Having run away from home I was no longer under any obligation to collect the notices, so I stopped submitting work. I started working in retail. I liked it. Almost everything about retail was satisfying with the exception of the customers who said I was much too good for retail. So when they asked what my Real Job was I would tell them I was a Writer. It always made sense to them. They could tell I was a Writer! I found that a bit insulting, as I don't particularly care for Writers. I liked authors. Authors were people who grumbled under their breath, walked about in their pajamas and never talked about their work. Writers didn't have anything published and rarely talked about anything but their work.
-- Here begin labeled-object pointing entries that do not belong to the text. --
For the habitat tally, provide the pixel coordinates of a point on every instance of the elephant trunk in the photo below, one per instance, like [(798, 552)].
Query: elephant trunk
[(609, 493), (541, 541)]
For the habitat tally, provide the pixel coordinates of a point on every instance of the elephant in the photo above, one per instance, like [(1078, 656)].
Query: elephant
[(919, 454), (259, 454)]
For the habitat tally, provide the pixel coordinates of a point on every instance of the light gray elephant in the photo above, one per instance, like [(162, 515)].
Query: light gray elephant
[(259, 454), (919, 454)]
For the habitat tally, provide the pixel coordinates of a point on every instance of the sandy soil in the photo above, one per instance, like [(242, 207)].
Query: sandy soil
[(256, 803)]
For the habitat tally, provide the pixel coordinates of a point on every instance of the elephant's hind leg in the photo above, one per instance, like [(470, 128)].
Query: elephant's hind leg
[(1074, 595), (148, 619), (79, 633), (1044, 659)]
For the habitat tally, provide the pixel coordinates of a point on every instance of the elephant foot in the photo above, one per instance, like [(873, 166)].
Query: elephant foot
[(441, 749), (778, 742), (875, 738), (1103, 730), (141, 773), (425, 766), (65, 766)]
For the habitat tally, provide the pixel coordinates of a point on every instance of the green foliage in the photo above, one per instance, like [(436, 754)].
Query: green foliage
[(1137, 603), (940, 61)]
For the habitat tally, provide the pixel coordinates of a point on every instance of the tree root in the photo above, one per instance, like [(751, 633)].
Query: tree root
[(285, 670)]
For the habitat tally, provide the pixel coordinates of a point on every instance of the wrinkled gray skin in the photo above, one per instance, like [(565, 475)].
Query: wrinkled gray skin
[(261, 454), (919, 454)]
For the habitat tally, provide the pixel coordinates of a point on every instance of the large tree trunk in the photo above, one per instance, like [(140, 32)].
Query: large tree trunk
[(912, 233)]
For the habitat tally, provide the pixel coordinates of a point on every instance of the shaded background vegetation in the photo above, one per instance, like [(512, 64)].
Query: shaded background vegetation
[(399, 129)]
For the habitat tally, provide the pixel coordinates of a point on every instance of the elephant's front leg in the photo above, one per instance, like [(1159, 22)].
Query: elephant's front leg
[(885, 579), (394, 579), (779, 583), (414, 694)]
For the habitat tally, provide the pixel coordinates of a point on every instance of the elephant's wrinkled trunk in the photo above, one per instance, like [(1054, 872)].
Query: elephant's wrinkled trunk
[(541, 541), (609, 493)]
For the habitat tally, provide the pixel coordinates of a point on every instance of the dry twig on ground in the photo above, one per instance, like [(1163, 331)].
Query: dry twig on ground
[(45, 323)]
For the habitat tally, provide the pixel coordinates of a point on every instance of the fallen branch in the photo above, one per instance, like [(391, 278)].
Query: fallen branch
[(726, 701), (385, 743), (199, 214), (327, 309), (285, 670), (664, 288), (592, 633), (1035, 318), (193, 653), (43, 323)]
After my mother told me I had missed my chance to the be Youngest Writer it was important to her that I not lose my chance to be an Average Writer, although if I didn't get it in gear I'd have to settle for being a Late Life Writer. Maybe I could write a book for her, since she had much better ideas. Then she could edit it and change what I did wrong, and we could go on a book tour together. (Did I mention I'd already run away from home?)

Obviously, I was going to have to look into this Writing thing a bit more.